Ia tersenyum sendiri saat mengingatnya.
“Ha ha, saya memang sedang berpikir mencari tambahan dari rutinitas sebagai guru.”
Kalimat demi kalimat yang disampaikan dengan penuh semangat dan energi itu mengetuk hatinya. Tanpa banyak pertimbangan, ia memutuskan bergabung.
Namun, perjalanan tidak selalu mulus di awal.
Bimbingan pertama yang ia ikuti langsung dipresentasikan oleh Teh Indari. Alih-alih merasa percaya diri, ia justru merasa kewalahan. Ia menyadari satu hal penting: menulis itu bukan sekadar bisa, tetapi harus dilatih.
Ia mulai merasa kecil.
Merasa bahwa grup NJD berisi orang-orang hebat, sementara dirinya belum mampu mengimbangi.
Awal tahun 2025, ia membaca buku Melangit karya Teh Indari. Ia ingin sekali mereviewnya, tetapi keberanian itu belum muncul. Ia lebih banyak menyimak. Membaca. Mengikuti setiap tulisan yang mengalir di grup.
Ia menikmati proses itu.
Mengikuti tulisan-tulisan Pak Dafi, Pak Sinal, Bu Nurul, dan banyak nama lain yang menurutnya sudah sangat bagus. Diam-diam, ia belajar dari guliran kalimat mereka.
Sampai akhirnya kesempatan itu datang.
Ketika ada tawaran menulis dalam Antologi Merdeka Berpikir, Merdeka Beraksi, ia memberanikan diri bergabung. Didampingi oleh Mbak Dian, lahirlah tulisannya berjudul “Memilih yang Terbaik.”
Itu bukan sekadar tulisan. Itu adalah titik balik.
Setelah itu, ia kembali berpartisipasi dalam Antologi Indonesia: Perjuangan dan Inspirasi Anak Negeri, lalu yang terbaru Allah Tak Pernah Jauh, Hanya Aku yang Lupa.

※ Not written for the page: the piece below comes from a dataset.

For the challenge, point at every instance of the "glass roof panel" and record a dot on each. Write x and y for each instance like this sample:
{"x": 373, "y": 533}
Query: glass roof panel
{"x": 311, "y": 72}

Perlahan, satu demi satu langkah kecil ia tapaki. Ia percaya, pada waktunya Allah akan mengizinkannya semakin pandai merangkai kata menjadi kalimat yang bermakna dan menginspirasi—seperti para penulis yang ia kagumi.

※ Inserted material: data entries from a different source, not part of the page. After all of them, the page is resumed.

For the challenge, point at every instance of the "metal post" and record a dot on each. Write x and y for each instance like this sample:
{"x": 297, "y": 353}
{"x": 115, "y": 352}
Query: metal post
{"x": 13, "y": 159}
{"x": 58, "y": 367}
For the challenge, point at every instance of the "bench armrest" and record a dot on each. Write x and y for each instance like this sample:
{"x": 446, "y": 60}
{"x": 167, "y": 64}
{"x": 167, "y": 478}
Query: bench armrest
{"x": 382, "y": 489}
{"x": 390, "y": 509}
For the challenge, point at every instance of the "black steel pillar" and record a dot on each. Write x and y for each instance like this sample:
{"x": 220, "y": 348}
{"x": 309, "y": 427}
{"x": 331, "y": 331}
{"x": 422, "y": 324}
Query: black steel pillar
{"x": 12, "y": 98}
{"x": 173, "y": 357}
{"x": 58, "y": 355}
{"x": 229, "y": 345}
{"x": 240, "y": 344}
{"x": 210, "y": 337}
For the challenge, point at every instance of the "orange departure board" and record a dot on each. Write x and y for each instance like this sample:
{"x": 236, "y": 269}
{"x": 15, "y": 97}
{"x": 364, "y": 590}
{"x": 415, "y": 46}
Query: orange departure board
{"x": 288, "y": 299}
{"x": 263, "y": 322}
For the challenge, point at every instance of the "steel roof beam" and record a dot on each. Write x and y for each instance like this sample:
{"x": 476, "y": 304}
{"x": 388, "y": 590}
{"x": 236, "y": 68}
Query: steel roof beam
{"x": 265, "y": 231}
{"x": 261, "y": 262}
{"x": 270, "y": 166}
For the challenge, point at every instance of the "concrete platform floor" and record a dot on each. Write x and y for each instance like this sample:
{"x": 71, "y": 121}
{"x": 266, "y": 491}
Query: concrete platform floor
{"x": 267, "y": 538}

Secara finansial, ia mengakui belum merasakan hasil langsung. Padahal, niat awalnya memang mencari tambahan penghasilan. Namun ternyata, ia mendapatkan sesuatu yang jauh lebih dalam dari sekadar cuan.
Ia mendapatkan pengalaman.
Ilmu yang bermanfaat.
Persaudaraan yang hangat.
Semangat yang terus menyala.
Menulis di sela kesibukan sebagai guru bukanlah hal mudah. Tetapi justru di sanalah ia menemukan nilai yang sesungguhnya.

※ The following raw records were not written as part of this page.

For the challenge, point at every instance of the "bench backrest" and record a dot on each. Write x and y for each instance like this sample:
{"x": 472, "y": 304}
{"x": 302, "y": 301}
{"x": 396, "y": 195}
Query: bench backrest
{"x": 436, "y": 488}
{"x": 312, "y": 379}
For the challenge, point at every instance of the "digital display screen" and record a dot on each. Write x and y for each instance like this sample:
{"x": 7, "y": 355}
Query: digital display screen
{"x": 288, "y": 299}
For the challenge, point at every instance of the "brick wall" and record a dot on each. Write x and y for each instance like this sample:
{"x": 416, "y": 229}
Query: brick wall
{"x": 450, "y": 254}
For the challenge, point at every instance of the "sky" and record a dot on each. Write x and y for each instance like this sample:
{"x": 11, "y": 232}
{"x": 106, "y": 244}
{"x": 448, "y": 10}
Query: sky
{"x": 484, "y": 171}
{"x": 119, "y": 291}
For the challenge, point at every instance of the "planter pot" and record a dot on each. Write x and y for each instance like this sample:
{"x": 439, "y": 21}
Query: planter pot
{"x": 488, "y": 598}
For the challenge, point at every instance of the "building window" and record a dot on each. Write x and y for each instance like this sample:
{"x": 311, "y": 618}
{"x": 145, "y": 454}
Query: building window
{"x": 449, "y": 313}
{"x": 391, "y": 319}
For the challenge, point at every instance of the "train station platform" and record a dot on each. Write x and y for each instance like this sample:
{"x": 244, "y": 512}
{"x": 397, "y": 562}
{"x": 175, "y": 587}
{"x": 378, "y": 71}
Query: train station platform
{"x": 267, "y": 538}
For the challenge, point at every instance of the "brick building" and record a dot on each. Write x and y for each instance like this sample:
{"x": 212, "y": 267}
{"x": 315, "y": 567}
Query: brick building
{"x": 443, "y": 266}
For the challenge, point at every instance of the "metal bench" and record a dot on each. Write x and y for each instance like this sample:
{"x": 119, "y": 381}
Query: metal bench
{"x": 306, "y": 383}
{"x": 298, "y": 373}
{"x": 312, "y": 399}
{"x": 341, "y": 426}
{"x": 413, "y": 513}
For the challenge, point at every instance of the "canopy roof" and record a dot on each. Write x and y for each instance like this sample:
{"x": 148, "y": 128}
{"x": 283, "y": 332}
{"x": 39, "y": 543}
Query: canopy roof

Ilmu yang ia peroleh di NJD sangat membantu profesinya. Dalam menyusun soal untuk murid, menulis kurikulum madrasah, mengedit administrasi, hingga merangkai kalimat saat berbicara—semuanya terasa lebih terarah dan sistematis.
NJD baginya bukan hanya komunitas menulis.
Ia adalah ruang peningkatan kapasitas diri.
Ia merasa lebih terlatih menyusun kata.
Lebih terkendali dalam memimpin diri.
Lebih matang dalam berinteraksi dengan rekan profesi.
Pada akhirnya, ia menyimpulkan dengan sederhana namun dalam:
“Menulis adalah bentuk refleksi diri yang memberi kepuasan batin, dan insyaAllah akan berdampak bagi sesama.”
Dengan penuh harap, ia memohon doa agar di tahun-tahun mendatang Allah memampukannya menulis lebih baik lagi—melahirkan karya yang bernilai dan, siapa tahu, juga berduit.
Perjalanannya mungkin belum spektakuler.
Belum viral.
Belum menghasilkan angka besar.
Tetapi ia telah memulai.
Dan sering kali, keberanian untuk memulai adalah kemenangan pertama seorang penulis.